This is a guest post by friend of Common Craft, Darren Barefoot. He's a writer, marketer, Canadian and a big hockey fan.
During a hockey game in March, 2010, Boston Bruins defenseman Zdeno Chara drove Montreal Canadians forward Max Pacioretty into the stanchion that separates the player's benches. Nearly a year later, it still looks like a brutal hit as Pacioretty 's head bounced off the corner of the boards. Chara received a five-minute penalty and ejected from the game. Pacioretty was sent to the hospital.
The next day, Mike Murphy, the NHL's vice-president of hockey operations released a statement about the incident. To the confusion of many fans, he chose not to further punish Chara for the hit. Murphy used a common generalization for the incident, explaining that it was "a hockey play". There was no further comment from league officials on the polarizing incident, but the sports media was host to an orgy of outrage and consternation.
The NHL's pronouncement from on-high was typical of how professional sports leagues addressed questions of the "supplementary discipline of players". They hold discplinary meetings in private, and emphasize expediancy over transparency. Traditionally, the less discussion there is of such incidents, the better.
Last summer, the NHL hired a new chief discplinarian, former player Brendan Shanahan. Fans knew Shanahan's predecessor as sometimes controversial and secretive, and so the new sherriff in town promised "a clean slate" and "fresh eyes".
The tale of the disciplinary tape
Among the changes that Shanahan has implemented, one stands out as a radical departure from the professional sports league status quo. Every time the NHL hands down a suspension--there have been 32 suspensions thus far--Shanahan records a short, explanatory video that the NHL shares with players, team staff and fans.
The videos are not only extraordinary for the way Shanahan openly discusses the NHL's rationale for a particular decision, but they're also terrific examples of coherent, precise explanation. Here's a recent example:
Shanahan introduces each video (he has some experience as a pitchman), and then offers a play-by-play of the infraction. He uses the typical tools of the sports broadcaster to break down an incident. He shows the play in slow-motion from a variety of angles, and highlights details of players involved.
Shanahan takes care to balance the hockey lingo with straightforward language. In the above video clip, he describes how:
Carcillo chips the puck behind Gilbert at the Edmonton blue line, creating a race toward the end boards. This is a 50-50 puck that either player can win, and in such cases a reasonable amount of physical contact is permissable as the players jostle for position.

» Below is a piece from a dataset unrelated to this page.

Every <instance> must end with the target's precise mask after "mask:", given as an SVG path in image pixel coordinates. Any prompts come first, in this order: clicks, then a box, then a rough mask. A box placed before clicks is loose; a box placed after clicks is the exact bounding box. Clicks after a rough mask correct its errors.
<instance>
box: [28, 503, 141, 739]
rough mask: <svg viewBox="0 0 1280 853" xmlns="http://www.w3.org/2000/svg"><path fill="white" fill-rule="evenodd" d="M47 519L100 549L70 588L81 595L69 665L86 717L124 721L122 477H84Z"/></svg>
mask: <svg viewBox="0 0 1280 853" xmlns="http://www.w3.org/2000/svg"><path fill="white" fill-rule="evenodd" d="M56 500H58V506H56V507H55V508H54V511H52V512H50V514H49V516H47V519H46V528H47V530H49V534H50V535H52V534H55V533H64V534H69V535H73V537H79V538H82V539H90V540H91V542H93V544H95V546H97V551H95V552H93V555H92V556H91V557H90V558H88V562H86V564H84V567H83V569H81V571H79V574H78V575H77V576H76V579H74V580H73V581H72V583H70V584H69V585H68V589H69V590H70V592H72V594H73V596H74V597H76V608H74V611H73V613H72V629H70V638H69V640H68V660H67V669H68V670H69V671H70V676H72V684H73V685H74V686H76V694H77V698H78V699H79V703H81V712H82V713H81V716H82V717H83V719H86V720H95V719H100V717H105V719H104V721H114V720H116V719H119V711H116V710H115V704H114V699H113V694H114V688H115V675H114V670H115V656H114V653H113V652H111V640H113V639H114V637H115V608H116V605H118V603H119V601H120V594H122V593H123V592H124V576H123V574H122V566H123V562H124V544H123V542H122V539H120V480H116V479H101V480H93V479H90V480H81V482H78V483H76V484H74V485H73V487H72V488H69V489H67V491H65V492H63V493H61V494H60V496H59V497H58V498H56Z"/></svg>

The new or casual hockey fan may not know phrases like "chips the puck" or "50-50 puck", but the careful language makes it easy even for the non-fan to understand what happened. Shanahan is also careful to contextualize the incident, describing the game situation, previous antagonism between players, injuries sustained and other contributing factors.
Finally, he wraps up each three or four-minute video with a bullet point summary, as if he's just presented a set of PowerPoint slides on a new HR program at Dunder Mifflin.

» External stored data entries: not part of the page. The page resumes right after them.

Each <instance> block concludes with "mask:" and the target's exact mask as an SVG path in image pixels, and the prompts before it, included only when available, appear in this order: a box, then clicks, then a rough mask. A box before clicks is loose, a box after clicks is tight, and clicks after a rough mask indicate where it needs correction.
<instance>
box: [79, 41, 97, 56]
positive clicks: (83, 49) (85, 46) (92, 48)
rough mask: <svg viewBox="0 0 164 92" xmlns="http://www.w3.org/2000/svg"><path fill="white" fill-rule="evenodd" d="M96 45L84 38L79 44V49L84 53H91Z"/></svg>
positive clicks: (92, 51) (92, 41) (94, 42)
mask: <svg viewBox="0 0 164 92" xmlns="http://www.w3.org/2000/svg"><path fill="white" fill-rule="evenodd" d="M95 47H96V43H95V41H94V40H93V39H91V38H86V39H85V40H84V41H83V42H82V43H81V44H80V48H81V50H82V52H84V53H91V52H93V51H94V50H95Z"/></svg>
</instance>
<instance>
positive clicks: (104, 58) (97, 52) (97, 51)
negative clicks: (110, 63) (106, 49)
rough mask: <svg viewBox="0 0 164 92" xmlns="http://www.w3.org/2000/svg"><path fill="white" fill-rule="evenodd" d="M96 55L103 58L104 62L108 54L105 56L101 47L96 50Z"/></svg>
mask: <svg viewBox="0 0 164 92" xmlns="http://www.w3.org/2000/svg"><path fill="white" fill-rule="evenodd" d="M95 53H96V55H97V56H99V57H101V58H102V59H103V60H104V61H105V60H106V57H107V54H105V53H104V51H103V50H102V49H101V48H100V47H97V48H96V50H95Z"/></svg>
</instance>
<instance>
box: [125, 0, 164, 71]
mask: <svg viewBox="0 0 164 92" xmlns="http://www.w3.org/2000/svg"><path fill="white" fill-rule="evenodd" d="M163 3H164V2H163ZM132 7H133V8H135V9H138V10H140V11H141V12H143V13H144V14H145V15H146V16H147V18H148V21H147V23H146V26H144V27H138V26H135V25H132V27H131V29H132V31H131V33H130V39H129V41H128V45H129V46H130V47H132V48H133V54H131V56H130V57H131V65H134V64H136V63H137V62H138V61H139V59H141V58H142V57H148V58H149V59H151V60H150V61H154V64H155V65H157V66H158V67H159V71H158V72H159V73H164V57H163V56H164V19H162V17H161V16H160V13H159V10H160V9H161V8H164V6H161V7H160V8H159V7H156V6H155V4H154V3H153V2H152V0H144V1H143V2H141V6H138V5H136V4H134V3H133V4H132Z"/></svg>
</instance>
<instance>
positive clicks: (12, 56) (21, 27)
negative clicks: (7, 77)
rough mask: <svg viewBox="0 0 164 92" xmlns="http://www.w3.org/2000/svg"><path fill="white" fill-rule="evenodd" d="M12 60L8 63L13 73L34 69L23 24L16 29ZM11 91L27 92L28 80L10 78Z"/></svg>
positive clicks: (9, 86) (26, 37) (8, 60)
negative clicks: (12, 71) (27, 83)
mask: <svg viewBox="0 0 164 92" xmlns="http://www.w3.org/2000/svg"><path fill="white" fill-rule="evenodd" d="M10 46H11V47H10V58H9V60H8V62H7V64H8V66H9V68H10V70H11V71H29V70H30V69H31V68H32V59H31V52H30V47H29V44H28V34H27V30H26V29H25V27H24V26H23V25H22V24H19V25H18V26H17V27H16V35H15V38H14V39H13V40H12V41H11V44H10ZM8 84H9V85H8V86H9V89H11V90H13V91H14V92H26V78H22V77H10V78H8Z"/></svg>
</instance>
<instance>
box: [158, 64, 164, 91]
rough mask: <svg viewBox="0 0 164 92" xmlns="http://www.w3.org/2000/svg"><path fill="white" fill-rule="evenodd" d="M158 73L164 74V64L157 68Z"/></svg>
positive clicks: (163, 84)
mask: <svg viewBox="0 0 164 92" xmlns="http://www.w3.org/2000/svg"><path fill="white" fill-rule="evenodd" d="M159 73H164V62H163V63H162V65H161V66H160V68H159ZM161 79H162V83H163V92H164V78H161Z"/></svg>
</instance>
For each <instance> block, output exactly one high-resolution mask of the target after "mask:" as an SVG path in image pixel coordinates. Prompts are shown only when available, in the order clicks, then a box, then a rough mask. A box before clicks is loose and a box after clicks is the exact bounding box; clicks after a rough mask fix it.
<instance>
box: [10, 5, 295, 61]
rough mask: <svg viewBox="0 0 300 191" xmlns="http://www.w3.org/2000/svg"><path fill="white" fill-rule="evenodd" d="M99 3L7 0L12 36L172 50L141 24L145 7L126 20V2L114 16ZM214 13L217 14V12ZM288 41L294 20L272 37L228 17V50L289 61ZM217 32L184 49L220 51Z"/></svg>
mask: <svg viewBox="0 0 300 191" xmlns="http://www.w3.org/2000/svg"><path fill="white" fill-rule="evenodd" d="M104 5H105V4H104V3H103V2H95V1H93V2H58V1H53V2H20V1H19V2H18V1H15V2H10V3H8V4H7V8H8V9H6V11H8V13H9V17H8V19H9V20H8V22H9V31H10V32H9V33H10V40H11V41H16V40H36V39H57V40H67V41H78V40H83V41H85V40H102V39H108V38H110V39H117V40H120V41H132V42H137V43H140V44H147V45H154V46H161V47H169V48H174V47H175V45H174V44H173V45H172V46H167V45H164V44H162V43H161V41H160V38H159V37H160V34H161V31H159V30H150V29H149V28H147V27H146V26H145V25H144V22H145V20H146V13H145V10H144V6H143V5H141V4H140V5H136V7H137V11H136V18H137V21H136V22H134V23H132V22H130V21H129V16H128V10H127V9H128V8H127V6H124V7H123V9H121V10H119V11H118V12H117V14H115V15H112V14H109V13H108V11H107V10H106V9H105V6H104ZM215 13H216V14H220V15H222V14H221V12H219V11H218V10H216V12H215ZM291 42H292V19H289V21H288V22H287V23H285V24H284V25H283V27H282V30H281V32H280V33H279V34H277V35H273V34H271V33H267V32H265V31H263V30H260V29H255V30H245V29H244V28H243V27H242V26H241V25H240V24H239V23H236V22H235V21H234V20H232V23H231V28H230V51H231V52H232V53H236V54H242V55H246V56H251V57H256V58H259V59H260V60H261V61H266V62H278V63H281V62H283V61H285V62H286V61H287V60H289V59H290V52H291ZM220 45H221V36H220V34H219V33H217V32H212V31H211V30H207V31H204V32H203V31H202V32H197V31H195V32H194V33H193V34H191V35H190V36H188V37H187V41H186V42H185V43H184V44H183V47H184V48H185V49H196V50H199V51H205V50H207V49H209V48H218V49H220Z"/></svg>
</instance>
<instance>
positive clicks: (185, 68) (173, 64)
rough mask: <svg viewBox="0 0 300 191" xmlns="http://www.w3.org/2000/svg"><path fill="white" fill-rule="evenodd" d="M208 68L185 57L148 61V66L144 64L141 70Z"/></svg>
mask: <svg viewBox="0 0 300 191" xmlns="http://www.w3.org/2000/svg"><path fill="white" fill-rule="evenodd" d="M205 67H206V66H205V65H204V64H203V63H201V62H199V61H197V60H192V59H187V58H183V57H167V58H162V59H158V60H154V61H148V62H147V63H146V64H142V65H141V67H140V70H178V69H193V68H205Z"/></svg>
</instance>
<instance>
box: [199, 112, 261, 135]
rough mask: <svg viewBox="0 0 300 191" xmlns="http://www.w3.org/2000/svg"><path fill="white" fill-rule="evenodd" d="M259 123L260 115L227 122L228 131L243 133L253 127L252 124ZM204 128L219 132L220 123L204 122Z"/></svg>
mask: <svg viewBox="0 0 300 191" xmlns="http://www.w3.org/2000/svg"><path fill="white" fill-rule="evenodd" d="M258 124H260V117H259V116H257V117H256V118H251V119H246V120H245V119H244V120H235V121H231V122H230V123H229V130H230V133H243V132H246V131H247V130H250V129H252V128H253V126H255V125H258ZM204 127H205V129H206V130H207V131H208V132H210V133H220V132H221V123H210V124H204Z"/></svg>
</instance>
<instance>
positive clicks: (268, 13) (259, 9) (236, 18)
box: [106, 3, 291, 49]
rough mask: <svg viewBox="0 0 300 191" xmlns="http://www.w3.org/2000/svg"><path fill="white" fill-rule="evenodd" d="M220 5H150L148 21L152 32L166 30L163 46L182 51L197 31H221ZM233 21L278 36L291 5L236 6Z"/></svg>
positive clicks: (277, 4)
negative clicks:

The NHL has also begun to make more instructional videos public. Here's one called "Clean Hard Hits and Good Decision Plays" that aspires to show players and fans how to avoid appearing in the more punitive videos.
Heretics in the church of sport
If you're not somebody with a season tickets or a jersey section in your closet, these may simply seem like well-made if ordinary illustrative videos. They are that, but they're also a kind of heresy in professional sports. No other professional sports league has publicly produced videos like this to explain league rules and how they're broken. The NBA officials seem to be paying attention, though. They recently released a video rather defensively titled "Wade Winner Legal" to address criticisms that Dwayne Wade traveled on a game-winning shot.
They've proved to be an antidote to a lot of the plague of speculation and hyper-analysis that occurs in the sports media. Bruce Ciskie, writing for SB Nation, discusses the impact the 'Shanaban videos' (as they've come to be called) have had on fans and players:
I thought a two-game ban on Minnesota's Pierre-Marc Bouchard was patently ridiculou...But even in a situation where I disagreed with Shanahan, it's hard to say that his video didn't lay out a pretty strong case for the move he decided to make.
The videos are also working because the players are paying attention. I'll say it again. In a preseason that lasted less than two weeks, Shanahan's department was forced to do ten videos, nine of which involved decisions to suspend players for incidents.
In nearly two months of the regular season, the same group has issued eight suspensions.
In discussing why they introduced the videos, Shanahan cites the role of video in player instruction generally:
This generation of players, you can tell them a message, but what they really want to do is see it. This is how they’re coached. They get called in, and they don’t get a lecture, they get shown a video. It’s how they are trained and taught. It’s not enough for them to read a memo anymore.
Shanahan's comments apply to this generation of fans, as well, who are as literate with video as their parents were with words. The NHL videos are great examples of explanation in action. They combine the best of sports media with the best aspects of explanation--context, audience analysis, reptition and summation. They're great inspiration for today's communicators.